When asked why he is so popular on TikTok, Derulo said he has become “very free” with what he posts. While trying to explore social media before the pandemic, Derulo promised himself he would post at least six times a day. That quota meant posting anything and everything, but that practice also led to posting videos of things happening in his life and the funny things that happen all the time. I’ll just recreate it for people to see. We all love to laugh.”

The performer often calls on the help of his audience. At a recent concert, he created a setup by telling the audience that he would pretend to have to excuse himself to use the bathroom while he sang “Spicy Margarita,” and asked them to boo. After he made a TikTok video, celebrity-focused site TMZ took the clip and headlined it with a “boo” factor, causing his fans to come to his defense. “But that’s the world I live in. The social media part was really fun to just be creative in my normal day to day life.”

Derulo turned more serious, saying that ‘Nu King’ is by far his ‘most emotional, vulnerable, mature album. I attribute that to the fact that I grew up as a man. I’ve been through a lot in my life. But I also speak differently and feel differently now. Every part of my life has grown and music is no different.”

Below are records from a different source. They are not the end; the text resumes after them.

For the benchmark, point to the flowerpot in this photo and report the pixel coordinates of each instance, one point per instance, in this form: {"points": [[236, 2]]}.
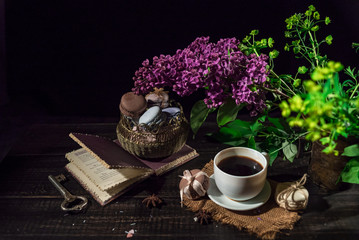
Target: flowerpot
{"points": [[158, 143], [324, 169]]}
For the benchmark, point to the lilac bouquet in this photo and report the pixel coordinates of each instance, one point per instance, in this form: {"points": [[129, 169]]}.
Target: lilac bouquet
{"points": [[221, 69]]}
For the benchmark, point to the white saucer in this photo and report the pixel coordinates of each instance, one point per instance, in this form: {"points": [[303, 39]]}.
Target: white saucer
{"points": [[216, 196]]}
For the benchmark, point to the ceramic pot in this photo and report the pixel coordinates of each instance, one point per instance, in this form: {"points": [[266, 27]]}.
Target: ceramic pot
{"points": [[324, 169]]}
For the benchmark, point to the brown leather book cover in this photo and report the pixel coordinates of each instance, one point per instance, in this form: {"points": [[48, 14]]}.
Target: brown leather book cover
{"points": [[112, 155]]}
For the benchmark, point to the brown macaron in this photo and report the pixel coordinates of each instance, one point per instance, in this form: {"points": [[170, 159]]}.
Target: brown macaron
{"points": [[132, 105]]}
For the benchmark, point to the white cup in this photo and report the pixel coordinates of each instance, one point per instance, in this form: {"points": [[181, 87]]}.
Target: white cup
{"points": [[240, 188]]}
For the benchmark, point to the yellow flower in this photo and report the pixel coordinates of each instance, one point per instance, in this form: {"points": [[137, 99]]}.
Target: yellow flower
{"points": [[296, 103]]}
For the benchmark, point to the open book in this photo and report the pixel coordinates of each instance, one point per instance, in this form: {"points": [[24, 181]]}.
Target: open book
{"points": [[106, 170]]}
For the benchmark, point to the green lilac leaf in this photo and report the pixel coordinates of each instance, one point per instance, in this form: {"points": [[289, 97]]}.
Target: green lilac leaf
{"points": [[351, 151], [350, 173], [252, 142], [290, 150], [276, 122], [227, 112], [199, 113]]}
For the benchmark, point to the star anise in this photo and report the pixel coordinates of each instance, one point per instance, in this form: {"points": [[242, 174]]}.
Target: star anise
{"points": [[152, 200], [203, 217]]}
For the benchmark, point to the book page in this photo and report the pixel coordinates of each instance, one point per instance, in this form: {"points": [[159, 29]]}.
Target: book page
{"points": [[102, 197], [101, 176]]}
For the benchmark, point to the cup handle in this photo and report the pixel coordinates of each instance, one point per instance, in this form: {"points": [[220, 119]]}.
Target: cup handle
{"points": [[266, 155]]}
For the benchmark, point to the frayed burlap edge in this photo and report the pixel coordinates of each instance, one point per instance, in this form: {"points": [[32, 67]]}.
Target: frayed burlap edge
{"points": [[265, 222]]}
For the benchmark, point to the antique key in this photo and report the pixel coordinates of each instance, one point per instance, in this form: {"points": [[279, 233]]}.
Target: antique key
{"points": [[69, 198]]}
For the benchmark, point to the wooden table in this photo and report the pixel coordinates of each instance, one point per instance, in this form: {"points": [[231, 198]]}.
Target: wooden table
{"points": [[30, 205]]}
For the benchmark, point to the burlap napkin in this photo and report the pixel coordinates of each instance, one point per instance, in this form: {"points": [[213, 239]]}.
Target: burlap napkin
{"points": [[265, 221]]}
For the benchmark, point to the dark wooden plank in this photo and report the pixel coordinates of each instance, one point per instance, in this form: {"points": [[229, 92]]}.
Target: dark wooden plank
{"points": [[53, 139]]}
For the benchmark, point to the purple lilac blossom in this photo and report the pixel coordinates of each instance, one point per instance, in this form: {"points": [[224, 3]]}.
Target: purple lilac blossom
{"points": [[221, 68]]}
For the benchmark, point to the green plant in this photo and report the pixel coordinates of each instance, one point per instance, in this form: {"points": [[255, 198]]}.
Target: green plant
{"points": [[322, 108]]}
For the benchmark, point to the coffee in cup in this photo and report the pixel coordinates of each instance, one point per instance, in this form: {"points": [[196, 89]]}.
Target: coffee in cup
{"points": [[240, 173]]}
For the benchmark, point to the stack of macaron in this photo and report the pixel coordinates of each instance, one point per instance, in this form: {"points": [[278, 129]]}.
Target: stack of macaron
{"points": [[151, 110]]}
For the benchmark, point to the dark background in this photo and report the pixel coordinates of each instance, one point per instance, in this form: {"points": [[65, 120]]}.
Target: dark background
{"points": [[75, 58]]}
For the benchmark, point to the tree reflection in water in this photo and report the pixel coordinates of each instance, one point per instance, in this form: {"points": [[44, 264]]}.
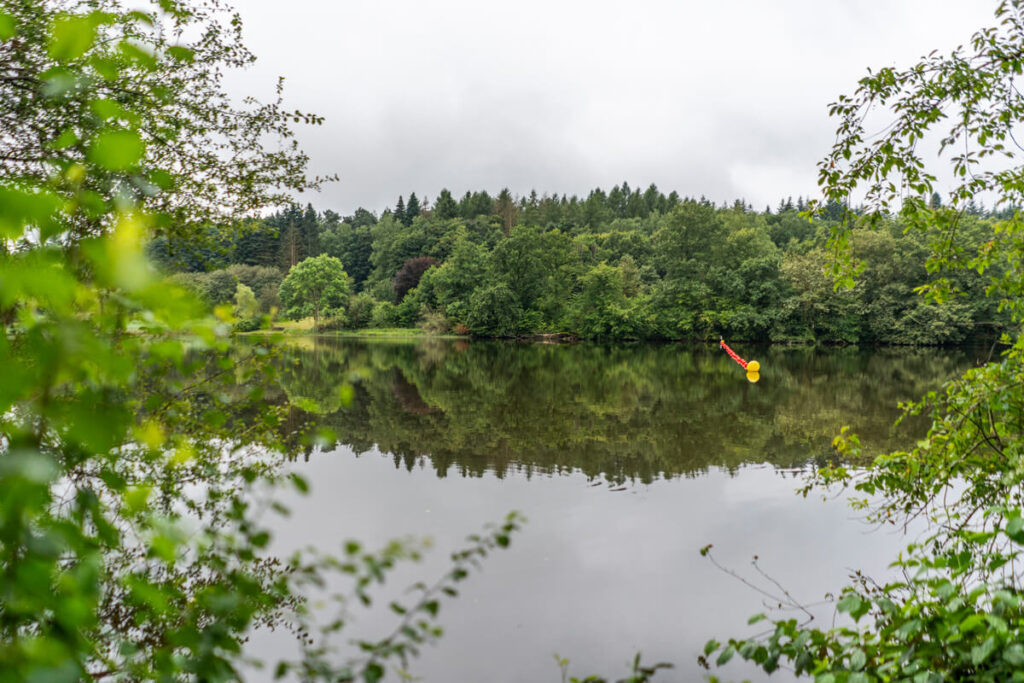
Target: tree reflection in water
{"points": [[621, 412]]}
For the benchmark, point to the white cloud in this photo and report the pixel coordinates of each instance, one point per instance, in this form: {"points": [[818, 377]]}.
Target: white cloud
{"points": [[721, 99]]}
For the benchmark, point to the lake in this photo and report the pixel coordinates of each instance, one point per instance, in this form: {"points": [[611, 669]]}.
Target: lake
{"points": [[625, 459]]}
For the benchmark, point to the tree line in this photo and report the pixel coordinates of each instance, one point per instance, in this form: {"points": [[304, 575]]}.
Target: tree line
{"points": [[623, 264]]}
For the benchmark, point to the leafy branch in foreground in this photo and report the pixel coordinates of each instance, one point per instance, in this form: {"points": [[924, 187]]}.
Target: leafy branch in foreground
{"points": [[136, 445], [952, 607]]}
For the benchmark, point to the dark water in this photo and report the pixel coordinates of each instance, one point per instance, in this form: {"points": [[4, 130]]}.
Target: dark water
{"points": [[626, 460]]}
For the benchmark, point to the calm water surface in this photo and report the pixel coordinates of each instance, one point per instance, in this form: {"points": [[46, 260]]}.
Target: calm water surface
{"points": [[626, 460]]}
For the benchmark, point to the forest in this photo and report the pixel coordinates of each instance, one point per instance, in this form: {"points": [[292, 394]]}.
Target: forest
{"points": [[623, 264]]}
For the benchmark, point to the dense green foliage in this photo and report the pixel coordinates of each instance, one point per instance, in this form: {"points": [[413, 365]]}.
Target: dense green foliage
{"points": [[317, 286], [627, 265], [137, 454], [952, 609]]}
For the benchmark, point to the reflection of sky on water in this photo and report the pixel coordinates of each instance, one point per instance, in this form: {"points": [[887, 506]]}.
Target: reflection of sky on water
{"points": [[597, 573]]}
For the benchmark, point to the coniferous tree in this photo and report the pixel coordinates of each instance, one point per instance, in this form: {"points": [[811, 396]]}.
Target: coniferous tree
{"points": [[506, 209], [445, 207], [412, 210]]}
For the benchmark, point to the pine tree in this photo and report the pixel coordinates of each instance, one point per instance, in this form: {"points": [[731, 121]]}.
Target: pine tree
{"points": [[506, 209], [445, 207], [412, 209]]}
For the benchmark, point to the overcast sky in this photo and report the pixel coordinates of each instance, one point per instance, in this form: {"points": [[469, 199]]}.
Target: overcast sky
{"points": [[725, 99]]}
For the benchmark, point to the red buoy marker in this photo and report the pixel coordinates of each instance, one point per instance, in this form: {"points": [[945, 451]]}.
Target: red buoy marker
{"points": [[753, 368]]}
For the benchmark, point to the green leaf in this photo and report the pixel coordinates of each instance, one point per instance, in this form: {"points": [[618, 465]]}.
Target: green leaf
{"points": [[1015, 529], [117, 150], [373, 673], [981, 652], [72, 37], [181, 53], [7, 26]]}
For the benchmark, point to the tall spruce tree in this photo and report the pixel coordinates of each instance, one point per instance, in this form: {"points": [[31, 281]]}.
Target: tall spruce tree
{"points": [[445, 207], [412, 210]]}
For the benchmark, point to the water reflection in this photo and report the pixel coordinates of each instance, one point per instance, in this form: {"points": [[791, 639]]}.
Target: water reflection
{"points": [[622, 412]]}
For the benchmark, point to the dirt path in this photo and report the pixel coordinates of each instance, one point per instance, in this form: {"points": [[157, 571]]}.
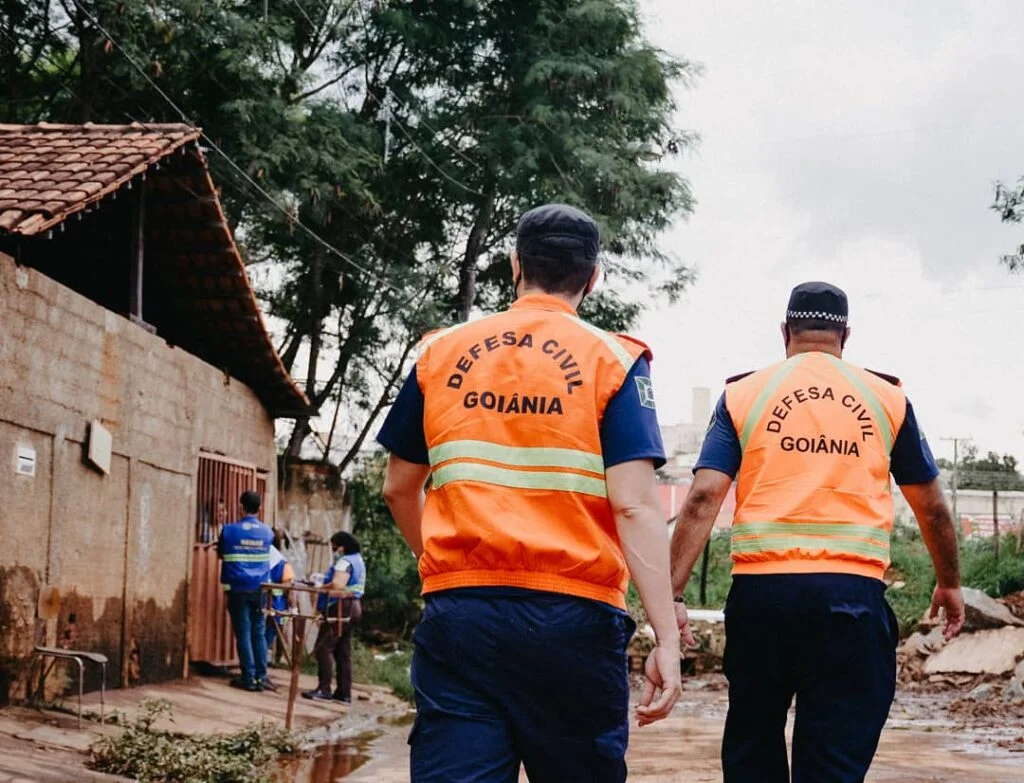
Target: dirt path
{"points": [[920, 745]]}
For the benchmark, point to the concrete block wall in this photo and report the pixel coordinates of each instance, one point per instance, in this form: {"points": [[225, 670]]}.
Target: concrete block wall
{"points": [[118, 547]]}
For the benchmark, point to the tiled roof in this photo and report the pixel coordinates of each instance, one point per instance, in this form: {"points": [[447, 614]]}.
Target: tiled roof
{"points": [[48, 172]]}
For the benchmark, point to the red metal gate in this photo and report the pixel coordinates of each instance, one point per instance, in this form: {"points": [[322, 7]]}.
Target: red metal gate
{"points": [[220, 483]]}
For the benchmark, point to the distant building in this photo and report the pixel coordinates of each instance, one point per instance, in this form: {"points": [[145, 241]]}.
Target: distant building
{"points": [[682, 446]]}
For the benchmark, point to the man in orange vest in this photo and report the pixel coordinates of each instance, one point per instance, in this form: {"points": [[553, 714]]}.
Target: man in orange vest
{"points": [[540, 437], [811, 442]]}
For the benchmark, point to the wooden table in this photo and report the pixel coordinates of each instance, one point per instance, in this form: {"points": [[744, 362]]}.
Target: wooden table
{"points": [[294, 657]]}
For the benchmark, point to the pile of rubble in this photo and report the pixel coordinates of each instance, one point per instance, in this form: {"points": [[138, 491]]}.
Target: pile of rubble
{"points": [[986, 661]]}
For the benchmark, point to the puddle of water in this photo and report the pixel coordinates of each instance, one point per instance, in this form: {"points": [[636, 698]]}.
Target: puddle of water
{"points": [[327, 763]]}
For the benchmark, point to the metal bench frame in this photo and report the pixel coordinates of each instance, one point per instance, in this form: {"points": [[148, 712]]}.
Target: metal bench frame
{"points": [[79, 656]]}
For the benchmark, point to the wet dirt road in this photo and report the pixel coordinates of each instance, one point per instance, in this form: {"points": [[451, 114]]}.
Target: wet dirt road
{"points": [[920, 745]]}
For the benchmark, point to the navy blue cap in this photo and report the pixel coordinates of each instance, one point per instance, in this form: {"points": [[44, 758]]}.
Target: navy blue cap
{"points": [[557, 230], [820, 301]]}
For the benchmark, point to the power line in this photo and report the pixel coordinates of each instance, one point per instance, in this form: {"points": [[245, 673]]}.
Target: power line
{"points": [[226, 180], [406, 106], [283, 209]]}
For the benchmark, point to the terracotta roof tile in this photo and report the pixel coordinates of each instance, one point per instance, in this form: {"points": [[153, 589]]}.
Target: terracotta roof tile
{"points": [[48, 172]]}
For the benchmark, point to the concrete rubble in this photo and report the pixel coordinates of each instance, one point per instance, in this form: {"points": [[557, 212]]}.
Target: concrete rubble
{"points": [[985, 662]]}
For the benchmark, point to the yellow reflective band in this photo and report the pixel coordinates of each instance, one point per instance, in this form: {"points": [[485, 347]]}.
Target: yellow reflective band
{"points": [[613, 345], [870, 398], [489, 474], [525, 457], [781, 544], [265, 558], [841, 529]]}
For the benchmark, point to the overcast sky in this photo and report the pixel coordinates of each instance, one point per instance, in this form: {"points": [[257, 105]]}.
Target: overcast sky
{"points": [[855, 142]]}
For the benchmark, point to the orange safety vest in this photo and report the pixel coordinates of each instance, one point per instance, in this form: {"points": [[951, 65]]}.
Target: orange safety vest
{"points": [[512, 410], [813, 493]]}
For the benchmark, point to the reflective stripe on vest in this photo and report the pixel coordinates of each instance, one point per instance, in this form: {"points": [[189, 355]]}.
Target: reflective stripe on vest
{"points": [[779, 537], [507, 464]]}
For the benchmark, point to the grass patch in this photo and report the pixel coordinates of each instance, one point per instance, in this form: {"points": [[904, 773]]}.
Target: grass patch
{"points": [[151, 755], [392, 671]]}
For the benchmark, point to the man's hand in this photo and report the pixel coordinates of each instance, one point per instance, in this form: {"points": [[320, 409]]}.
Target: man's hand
{"points": [[660, 673], [683, 620], [950, 601]]}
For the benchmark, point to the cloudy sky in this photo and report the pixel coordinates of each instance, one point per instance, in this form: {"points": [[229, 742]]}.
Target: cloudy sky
{"points": [[855, 142]]}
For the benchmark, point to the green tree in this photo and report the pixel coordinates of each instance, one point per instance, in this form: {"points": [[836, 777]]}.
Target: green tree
{"points": [[1010, 205], [392, 601], [407, 136]]}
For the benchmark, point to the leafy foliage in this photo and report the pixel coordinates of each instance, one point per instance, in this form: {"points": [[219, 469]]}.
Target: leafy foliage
{"points": [[408, 136], [150, 755], [392, 601], [989, 472]]}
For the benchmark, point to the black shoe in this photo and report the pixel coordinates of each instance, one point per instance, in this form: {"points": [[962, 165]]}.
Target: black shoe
{"points": [[317, 695]]}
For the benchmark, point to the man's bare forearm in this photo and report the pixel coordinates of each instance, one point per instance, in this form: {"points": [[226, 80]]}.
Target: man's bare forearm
{"points": [[692, 528], [694, 523], [932, 512], [407, 509], [642, 531], [940, 537]]}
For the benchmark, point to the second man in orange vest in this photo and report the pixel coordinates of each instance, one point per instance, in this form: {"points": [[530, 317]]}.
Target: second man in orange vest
{"points": [[811, 442], [540, 437]]}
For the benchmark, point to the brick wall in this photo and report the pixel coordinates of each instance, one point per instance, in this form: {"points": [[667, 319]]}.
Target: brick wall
{"points": [[116, 546]]}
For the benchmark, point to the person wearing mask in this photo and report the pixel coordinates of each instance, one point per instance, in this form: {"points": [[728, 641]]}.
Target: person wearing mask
{"points": [[244, 548], [281, 573], [334, 644], [811, 442]]}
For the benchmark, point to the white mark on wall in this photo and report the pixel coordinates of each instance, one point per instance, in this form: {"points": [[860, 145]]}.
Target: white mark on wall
{"points": [[25, 460], [144, 532]]}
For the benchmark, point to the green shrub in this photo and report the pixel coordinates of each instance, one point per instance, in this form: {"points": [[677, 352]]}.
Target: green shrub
{"points": [[150, 755]]}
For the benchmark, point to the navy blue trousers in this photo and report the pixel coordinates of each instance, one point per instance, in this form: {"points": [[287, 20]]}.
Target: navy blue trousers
{"points": [[504, 677], [829, 640]]}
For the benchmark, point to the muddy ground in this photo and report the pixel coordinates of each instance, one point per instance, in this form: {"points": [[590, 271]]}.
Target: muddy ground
{"points": [[923, 743]]}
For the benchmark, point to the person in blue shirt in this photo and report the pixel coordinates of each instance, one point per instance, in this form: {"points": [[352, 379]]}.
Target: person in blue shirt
{"points": [[244, 548], [334, 645]]}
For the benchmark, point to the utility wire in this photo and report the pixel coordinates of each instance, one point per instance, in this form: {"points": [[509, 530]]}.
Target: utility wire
{"points": [[406, 106], [213, 145]]}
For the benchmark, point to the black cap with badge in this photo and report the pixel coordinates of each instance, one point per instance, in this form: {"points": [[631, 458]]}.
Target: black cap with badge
{"points": [[818, 301], [559, 231]]}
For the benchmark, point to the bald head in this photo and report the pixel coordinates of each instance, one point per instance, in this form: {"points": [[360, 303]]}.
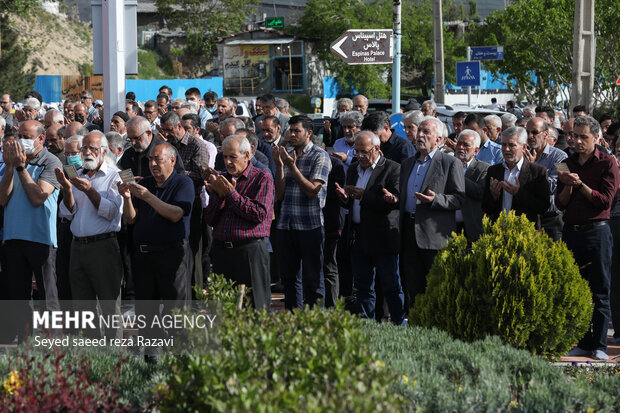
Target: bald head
{"points": [[55, 143], [53, 117]]}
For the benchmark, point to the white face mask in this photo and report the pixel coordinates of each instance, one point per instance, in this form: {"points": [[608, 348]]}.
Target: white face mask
{"points": [[27, 145]]}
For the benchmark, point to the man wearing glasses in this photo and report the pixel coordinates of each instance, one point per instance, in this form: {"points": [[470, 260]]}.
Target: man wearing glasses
{"points": [[87, 97], [92, 203], [269, 108], [374, 226], [29, 194], [152, 114]]}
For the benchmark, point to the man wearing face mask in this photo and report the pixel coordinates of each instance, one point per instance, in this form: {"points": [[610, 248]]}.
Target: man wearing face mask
{"points": [[80, 116], [92, 203], [55, 142], [118, 123], [29, 193]]}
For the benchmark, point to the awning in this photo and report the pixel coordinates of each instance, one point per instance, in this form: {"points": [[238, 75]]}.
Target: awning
{"points": [[259, 41]]}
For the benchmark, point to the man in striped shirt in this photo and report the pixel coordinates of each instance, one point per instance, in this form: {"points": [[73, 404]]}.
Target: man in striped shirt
{"points": [[240, 211]]}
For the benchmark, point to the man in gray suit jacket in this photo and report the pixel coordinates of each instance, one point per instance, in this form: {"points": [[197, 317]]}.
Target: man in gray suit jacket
{"points": [[470, 217], [432, 188]]}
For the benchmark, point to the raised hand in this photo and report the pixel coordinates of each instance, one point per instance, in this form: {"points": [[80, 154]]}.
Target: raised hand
{"points": [[389, 197]]}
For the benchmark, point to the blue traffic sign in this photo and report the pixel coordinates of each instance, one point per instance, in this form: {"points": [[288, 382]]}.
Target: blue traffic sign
{"points": [[468, 73], [487, 53]]}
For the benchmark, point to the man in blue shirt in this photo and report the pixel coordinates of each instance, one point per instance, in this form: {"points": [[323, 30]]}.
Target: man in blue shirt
{"points": [[29, 193], [490, 152], [301, 181]]}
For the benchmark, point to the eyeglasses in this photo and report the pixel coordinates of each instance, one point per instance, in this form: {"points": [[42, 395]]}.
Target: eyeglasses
{"points": [[92, 149], [135, 138]]}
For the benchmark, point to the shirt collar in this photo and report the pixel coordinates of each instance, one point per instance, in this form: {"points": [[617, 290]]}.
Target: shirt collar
{"points": [[519, 164]]}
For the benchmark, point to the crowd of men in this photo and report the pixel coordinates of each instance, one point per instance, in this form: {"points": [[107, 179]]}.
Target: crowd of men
{"points": [[182, 187]]}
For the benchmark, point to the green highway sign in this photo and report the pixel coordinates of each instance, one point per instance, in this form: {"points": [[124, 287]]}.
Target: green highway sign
{"points": [[274, 22]]}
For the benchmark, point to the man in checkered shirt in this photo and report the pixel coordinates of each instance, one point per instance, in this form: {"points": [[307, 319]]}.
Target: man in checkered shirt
{"points": [[301, 181]]}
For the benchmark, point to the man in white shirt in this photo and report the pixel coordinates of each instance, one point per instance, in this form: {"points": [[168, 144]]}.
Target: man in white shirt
{"points": [[92, 202]]}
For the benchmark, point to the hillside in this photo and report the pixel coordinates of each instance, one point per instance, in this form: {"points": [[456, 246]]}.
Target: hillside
{"points": [[59, 46]]}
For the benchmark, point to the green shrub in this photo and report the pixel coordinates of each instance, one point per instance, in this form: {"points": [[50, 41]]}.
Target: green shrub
{"points": [[314, 360], [439, 374], [514, 282], [71, 373]]}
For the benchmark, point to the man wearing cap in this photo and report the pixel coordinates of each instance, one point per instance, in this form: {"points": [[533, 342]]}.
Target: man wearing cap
{"points": [[118, 123]]}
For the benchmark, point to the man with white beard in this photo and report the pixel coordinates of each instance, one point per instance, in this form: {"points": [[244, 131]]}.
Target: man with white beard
{"points": [[92, 203], [344, 149]]}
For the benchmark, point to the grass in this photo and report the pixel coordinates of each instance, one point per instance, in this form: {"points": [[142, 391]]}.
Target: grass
{"points": [[153, 66]]}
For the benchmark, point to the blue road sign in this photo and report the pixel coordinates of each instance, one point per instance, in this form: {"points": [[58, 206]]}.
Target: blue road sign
{"points": [[487, 53], [468, 73], [396, 122]]}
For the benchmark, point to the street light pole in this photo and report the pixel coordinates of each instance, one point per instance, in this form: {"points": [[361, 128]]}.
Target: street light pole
{"points": [[396, 58]]}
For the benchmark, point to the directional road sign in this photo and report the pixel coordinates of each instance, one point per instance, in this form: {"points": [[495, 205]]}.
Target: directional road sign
{"points": [[364, 47], [487, 53], [468, 73]]}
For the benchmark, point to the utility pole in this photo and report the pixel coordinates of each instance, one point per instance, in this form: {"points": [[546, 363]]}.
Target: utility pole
{"points": [[440, 95], [396, 59], [113, 19], [584, 50]]}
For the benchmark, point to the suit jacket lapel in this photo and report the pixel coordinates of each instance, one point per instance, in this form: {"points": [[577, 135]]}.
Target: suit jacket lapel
{"points": [[524, 175], [376, 172]]}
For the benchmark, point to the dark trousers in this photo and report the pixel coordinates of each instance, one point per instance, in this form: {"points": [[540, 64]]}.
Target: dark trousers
{"points": [[96, 273], [592, 250], [385, 267], [25, 258], [207, 243], [162, 275], [552, 224], [330, 271], [301, 259], [415, 262], [63, 255], [245, 263], [195, 241], [614, 297]]}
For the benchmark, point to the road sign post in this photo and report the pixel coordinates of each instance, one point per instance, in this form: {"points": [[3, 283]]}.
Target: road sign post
{"points": [[487, 53], [364, 47]]}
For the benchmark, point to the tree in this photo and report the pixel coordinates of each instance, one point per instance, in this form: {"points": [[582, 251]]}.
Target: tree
{"points": [[15, 77], [326, 20], [205, 21], [538, 46]]}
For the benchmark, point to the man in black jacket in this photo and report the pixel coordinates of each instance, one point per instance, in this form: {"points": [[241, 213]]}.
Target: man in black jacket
{"points": [[516, 184], [372, 185]]}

Unsure if the “U+I” people would connect with it as he had during the writing process, Derulo said, “It’s the greatest feeling in the world to have the audience sing that with me.” When you write these songs, it’s usually a selfish form of therapy. To have them sing that with me and participate [makes you think] ‘Damn. I’m not the only person who thinks this way.’ We all go through similar things.”

Now the man he always dreamed of as a ten-year-old, Derulo said: “I’m now stepping into that vision in 2024. That’s a big part of the title of the album. Also, my son’s name is Jason King, so he’s a ‘Nu King’ too.”

Derulo’s message to the world is: “Life is short. I would use my time and energy for two things: serving others and making yourself happy. Whatever it is that makes you happy, you should do that. Money will follow. The necessary things will follow, but do the things you enjoy doing. Life really does pass you by in the blink of an eye.

“My greatest gift is that I really live in the present and take advantage of life. I’m squeezing every ounce of this thing, and I’d love it if everyone did the same.